Sydneysiders are being advised to stay indoors as a blanket of bushfire smoke smothers the city, with the air quality average rated as "very poor".



Sydney's air quality has fallen to levels worse than parts of Beijing, as a blanket of smoke covering the city prompted a spike in ambulance call-outs for respiratory issues.

The hovering smoke was caused by hazard reduction burns carried out around Sydney at the weekend, with NSW Fire & Rescue saying the air is not expected to completely clear until Wednesday.


NSW health authorities issued warnings that people with respiratory conditions, and the young and elderly, stay indoors on Tuesday.


According to the state's official air quality index, parts of Sydney's north west and south west recorded "hazardous" levels of air quality.


The city as a whole was given a "very poor" rating.

On a wider scale, the World Air Quality Index rated Sydney's air quality as 164, while inner Beijing is listed as an "unhealthy" 152.


Air pollution in Beijing is generally better during the northern hemisphere summer months.

By late afternoon, paramedics had treated more than 60 people with asthma or breathing difficulties across Sydney.


Almost a third of the cases related to young children, NSW Ambulance said.

"Paediatric cases don't normally make up one-third of our workload on a daily basis," Inspector Giles Buchanan said.

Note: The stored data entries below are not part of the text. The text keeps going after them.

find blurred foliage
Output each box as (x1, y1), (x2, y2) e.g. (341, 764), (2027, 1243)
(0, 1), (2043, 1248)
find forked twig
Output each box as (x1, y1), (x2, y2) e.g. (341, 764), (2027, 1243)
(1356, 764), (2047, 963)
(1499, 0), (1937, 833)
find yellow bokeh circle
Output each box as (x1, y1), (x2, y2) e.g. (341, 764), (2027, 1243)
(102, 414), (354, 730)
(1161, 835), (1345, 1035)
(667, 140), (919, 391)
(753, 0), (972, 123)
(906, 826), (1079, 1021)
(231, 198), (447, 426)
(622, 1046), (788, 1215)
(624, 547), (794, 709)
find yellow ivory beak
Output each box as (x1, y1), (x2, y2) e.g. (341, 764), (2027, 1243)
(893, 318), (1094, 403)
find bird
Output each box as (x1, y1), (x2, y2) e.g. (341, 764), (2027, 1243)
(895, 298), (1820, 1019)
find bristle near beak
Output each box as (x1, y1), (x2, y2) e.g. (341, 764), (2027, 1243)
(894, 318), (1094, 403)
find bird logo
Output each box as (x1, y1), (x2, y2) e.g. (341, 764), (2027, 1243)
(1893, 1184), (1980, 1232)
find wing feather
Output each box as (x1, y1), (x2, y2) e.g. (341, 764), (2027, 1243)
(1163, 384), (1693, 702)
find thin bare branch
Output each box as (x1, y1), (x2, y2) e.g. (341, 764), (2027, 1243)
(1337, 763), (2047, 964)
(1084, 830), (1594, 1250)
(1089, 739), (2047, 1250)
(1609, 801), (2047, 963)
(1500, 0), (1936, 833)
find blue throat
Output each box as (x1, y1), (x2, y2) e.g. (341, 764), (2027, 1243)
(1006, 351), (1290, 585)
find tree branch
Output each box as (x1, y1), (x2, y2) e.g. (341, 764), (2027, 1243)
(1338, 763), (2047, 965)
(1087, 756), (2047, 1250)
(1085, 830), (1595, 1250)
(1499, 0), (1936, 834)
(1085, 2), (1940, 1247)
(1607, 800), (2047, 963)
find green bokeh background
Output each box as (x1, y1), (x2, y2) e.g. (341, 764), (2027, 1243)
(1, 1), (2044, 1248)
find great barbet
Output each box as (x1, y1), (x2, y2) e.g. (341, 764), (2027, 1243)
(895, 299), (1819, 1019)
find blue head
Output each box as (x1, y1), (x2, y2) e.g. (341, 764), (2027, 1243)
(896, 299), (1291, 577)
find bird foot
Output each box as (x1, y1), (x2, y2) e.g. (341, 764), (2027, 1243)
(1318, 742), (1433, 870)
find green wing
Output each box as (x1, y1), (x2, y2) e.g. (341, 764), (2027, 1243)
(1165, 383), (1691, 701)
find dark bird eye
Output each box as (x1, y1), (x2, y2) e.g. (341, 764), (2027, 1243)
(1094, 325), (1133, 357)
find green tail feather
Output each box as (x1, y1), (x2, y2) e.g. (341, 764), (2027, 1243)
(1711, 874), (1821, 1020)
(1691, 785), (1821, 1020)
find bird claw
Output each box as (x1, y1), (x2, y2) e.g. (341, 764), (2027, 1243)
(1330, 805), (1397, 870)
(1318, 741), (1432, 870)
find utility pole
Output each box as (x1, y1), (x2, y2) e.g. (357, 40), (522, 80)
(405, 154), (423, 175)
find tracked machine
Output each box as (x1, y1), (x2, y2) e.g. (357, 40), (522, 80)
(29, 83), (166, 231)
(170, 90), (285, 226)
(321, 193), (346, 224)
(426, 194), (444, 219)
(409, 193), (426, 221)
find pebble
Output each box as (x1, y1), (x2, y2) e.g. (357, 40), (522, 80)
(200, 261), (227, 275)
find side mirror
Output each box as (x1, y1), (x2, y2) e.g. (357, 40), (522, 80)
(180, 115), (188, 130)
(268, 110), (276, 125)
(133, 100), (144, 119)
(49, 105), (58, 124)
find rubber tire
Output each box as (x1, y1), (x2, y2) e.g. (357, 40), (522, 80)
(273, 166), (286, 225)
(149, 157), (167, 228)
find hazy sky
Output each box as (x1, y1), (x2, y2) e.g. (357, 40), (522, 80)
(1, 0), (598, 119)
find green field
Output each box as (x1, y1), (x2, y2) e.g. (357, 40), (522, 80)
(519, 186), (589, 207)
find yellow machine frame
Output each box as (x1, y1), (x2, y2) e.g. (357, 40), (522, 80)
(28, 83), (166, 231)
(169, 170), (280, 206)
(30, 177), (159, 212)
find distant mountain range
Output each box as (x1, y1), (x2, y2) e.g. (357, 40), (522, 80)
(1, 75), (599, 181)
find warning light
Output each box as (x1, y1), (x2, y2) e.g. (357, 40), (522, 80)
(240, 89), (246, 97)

"Our advice at this stage is if you can stay inside and out of the haze covering Sydney you are best to do so."


Paramedics have been called out to more than 80 cases across the state.

The elderly, the very young and those with respiratory conditions are being urged to take precautions as the air quality impact is three or more times the national standard, NSW Health said on Tuesday.


"But also those without respiratory conditions should take precautions, (they) should stay inside, and avoiding vigorous exercise is really important on a day like today," Dr Ben Scalley told reporters.


"There are lots of large particles in the air but it is the ones you can't see that have the worst impact."


NSW Rural Fire Service spokesman Ben Shepherd said more smaller burns are scheduled for later this week but these fires are not expected to impact the city's air quality.

"They will be weather-dependent looking at the rain ahead but they are smaller burns, at around six hectares in size," he told AAP.


The air quality is forecast to be "poor" on Wednesday, according to authorities.